Table 3. Body weight of crossbred Korean Native Pullets from hatch to week 16.

SEM, standard error of the mean.

Table 4. Body weight of crossbred Korean Native Pullets from week 16 to week 40.

SEM, standard error of the mean.

Table 5. Age at started egg-laying and age at sexual maturity of crossbred Korean native chicken.

y First egg-laying day from each treatment. z First day of 50% pullets laying eggs for two days continuousl yin one treatment.

Age at the start of egg-laying and age at sexual maturity are shown in Table 5. YC and YD treatments exhibit the age at starting the laying egg early on day 128. On the other hand, DF and DK treatments exhibit later age at the onset of laying at day 142. YC and YD treatments appeared to have an improved age of starting egg-laying. However, the age at sexual maturity appears a little different trend with the age at starting the laying egg. YD treatment shows the age at sexual maturity on day 158 as a first and YC on day 159 as a second. CD treatment exhibits the latest age at sexual maturity on day 175. Compared to the previous KNC crossbreed age at started egg-laying, on day 166 (Lee, 1995), YC and YD treatments performed superior but FK, CF, YF, and CD treatments performed similarly or inferior. The results can be explained that not only the environmental condition and the management but also the heterosis improves the age of sexual maturity which agreed with previous studies that crossbreeding could improve the age of sexual maturity (Cheong and Chung, 1985). Some treatments showing maximum or minimum values could be caused by the specific combining ability that specific crossbreeding could result to (Onofri et al., 2021). Thus, less performing crossbreed should be removed to reduce the specific combining ability in a negative way.

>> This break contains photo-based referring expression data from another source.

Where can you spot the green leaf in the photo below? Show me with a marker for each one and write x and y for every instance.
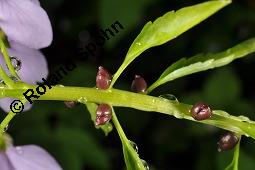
(132, 160)
(168, 27)
(234, 164)
(202, 62)
(92, 107)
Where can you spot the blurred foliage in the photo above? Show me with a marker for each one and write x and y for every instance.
(69, 134)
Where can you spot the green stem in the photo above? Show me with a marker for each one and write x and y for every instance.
(7, 58)
(118, 127)
(234, 163)
(8, 118)
(7, 80)
(143, 102)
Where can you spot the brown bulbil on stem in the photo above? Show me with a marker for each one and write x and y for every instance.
(103, 114)
(103, 78)
(139, 85)
(227, 142)
(201, 111)
(70, 104)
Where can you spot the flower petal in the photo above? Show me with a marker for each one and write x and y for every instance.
(4, 162)
(25, 22)
(33, 68)
(34, 65)
(31, 157)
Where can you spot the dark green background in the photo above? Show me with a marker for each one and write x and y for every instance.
(164, 141)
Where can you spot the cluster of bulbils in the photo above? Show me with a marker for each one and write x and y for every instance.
(199, 111)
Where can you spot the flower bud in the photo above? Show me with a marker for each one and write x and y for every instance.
(139, 85)
(103, 78)
(103, 114)
(201, 111)
(227, 142)
(70, 104)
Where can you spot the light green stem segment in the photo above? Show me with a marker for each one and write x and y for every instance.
(234, 164)
(3, 74)
(7, 58)
(120, 98)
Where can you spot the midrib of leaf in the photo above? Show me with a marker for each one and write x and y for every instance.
(168, 27)
(204, 62)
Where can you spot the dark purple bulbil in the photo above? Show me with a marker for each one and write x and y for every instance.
(103, 78)
(103, 114)
(139, 85)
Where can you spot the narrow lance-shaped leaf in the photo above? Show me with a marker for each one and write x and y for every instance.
(168, 27)
(132, 160)
(202, 62)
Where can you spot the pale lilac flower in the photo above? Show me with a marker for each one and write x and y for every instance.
(28, 157)
(25, 22)
(33, 69)
(27, 28)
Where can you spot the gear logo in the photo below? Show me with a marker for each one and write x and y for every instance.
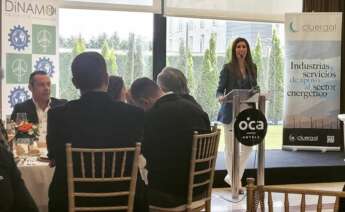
(19, 38)
(44, 64)
(17, 95)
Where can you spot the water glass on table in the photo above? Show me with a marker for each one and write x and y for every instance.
(20, 117)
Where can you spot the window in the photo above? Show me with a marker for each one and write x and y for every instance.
(202, 69)
(202, 24)
(190, 42)
(202, 43)
(126, 45)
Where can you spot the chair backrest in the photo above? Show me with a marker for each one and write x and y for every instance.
(203, 161)
(102, 166)
(256, 197)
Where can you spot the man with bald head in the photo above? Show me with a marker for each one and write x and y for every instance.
(93, 121)
(170, 122)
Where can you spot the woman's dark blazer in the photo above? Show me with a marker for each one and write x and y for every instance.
(227, 82)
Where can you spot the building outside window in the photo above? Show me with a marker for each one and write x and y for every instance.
(125, 45)
(204, 63)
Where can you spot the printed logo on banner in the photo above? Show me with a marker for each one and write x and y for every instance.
(44, 64)
(293, 27)
(250, 127)
(18, 68)
(45, 39)
(17, 95)
(19, 38)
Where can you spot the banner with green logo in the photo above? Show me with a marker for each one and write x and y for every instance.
(29, 43)
(312, 81)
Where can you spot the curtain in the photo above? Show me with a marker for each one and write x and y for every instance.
(248, 10)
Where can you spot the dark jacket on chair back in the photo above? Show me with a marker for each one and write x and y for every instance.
(167, 146)
(93, 121)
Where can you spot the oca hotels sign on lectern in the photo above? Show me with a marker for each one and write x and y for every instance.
(312, 81)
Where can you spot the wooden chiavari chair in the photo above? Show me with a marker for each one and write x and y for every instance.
(113, 165)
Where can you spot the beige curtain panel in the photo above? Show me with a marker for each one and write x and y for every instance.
(248, 10)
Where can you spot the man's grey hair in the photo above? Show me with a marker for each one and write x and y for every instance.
(172, 79)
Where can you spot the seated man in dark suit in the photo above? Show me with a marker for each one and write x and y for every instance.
(170, 121)
(37, 107)
(93, 121)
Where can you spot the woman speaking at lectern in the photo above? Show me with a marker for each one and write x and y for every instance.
(239, 73)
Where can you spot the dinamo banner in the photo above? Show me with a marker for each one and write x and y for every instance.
(312, 81)
(28, 43)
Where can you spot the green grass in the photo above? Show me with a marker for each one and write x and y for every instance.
(273, 140)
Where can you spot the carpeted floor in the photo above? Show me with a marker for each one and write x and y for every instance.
(287, 167)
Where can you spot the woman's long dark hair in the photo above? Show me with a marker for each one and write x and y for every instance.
(250, 66)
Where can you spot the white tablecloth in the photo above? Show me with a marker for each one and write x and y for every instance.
(37, 178)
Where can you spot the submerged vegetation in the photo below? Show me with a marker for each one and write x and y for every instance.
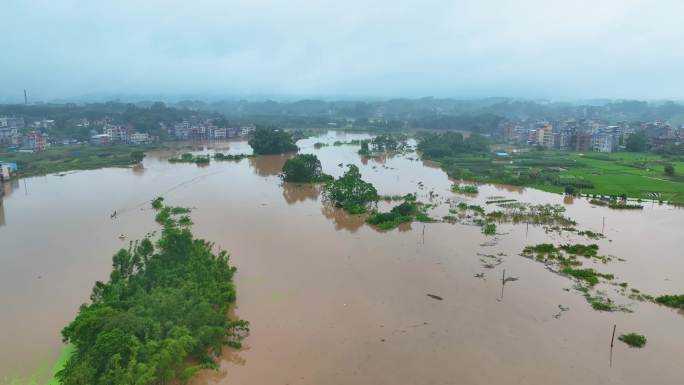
(465, 189)
(634, 175)
(633, 340)
(220, 156)
(489, 229)
(161, 317)
(350, 192)
(267, 141)
(189, 158)
(673, 301)
(406, 212)
(74, 157)
(304, 168)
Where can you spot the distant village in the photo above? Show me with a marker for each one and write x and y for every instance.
(18, 135)
(587, 135)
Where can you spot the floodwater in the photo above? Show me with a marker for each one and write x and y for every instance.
(330, 299)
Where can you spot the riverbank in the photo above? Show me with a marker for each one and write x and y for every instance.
(636, 175)
(338, 282)
(75, 157)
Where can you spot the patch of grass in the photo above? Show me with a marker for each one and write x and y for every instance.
(489, 229)
(673, 301)
(633, 340)
(74, 157)
(464, 189)
(589, 275)
(637, 175)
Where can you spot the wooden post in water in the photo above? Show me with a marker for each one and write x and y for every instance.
(603, 228)
(612, 339)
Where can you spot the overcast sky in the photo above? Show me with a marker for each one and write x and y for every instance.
(560, 49)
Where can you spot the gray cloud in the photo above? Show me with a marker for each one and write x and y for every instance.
(380, 48)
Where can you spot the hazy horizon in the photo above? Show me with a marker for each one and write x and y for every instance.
(207, 49)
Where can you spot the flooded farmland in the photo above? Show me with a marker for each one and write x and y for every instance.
(332, 300)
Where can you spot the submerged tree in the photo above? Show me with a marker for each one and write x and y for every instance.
(303, 168)
(272, 141)
(161, 317)
(350, 192)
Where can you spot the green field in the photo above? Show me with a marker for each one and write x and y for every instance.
(73, 157)
(637, 175)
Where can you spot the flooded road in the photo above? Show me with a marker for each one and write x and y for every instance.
(330, 299)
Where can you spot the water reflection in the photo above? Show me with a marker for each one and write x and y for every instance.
(268, 165)
(299, 192)
(342, 219)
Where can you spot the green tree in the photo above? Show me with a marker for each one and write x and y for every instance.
(350, 192)
(303, 168)
(162, 315)
(637, 142)
(137, 156)
(272, 141)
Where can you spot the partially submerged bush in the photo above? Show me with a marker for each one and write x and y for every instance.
(272, 141)
(465, 188)
(489, 229)
(350, 192)
(161, 317)
(634, 340)
(304, 168)
(674, 301)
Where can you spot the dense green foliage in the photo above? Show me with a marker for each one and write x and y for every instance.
(675, 301)
(489, 229)
(350, 192)
(220, 156)
(189, 158)
(272, 141)
(402, 213)
(635, 175)
(437, 146)
(589, 275)
(162, 316)
(637, 142)
(633, 340)
(387, 142)
(304, 168)
(464, 188)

The egg production rates are exhibited in Table 6. YK crossbreed reaches the peak at week 25 with 89.15%. After week 25, all crossbreeds showed slight decreases, however, DK crossbreed peaked later at week 36 with 89.69%. Compared to the previous studies, the egg production rate did not show a similar trend as recorded by Kang et al. (2012) showing that that from week 20 to 24, the HDEP could rise from 62.4 to 78.8%, and from week 36 to 40 to elevate from 52.1 to 68.1% (Kang et al., 2012) but this experiment indicates a higher peak and dramatic decreases. These differences could be caused by the specification management of feed or the failure of management details such as controlling light.

Table 6. Egg production of crossbred Korean native chickens from the starting age of laying to week 40.

Conclusion

This experiment was conducted to estimate the effect of the KNC layer crossbreeds with the half-diallel cross method on body weight and egg performances from hatch to week 40. YC and YD crossbreeds show improved growth performances and egg-laying performances compared to the other treatments. YC and YD treatment needed to be analyzed with other genetical methods to make an improved offspring with follow-up research. Conclusively, there are variations in the body weight and laying performance of Korean native chickens with diallel crossing. The current results could be used as a database for future KNC layer experiments.

Conflict of Interests

No potential conflict of interest relevant to this article was reported.

Acknowledgments

This experiment was supported by grant number PJ0162162022 of the National Institute of Animal Science, Republic of Korea.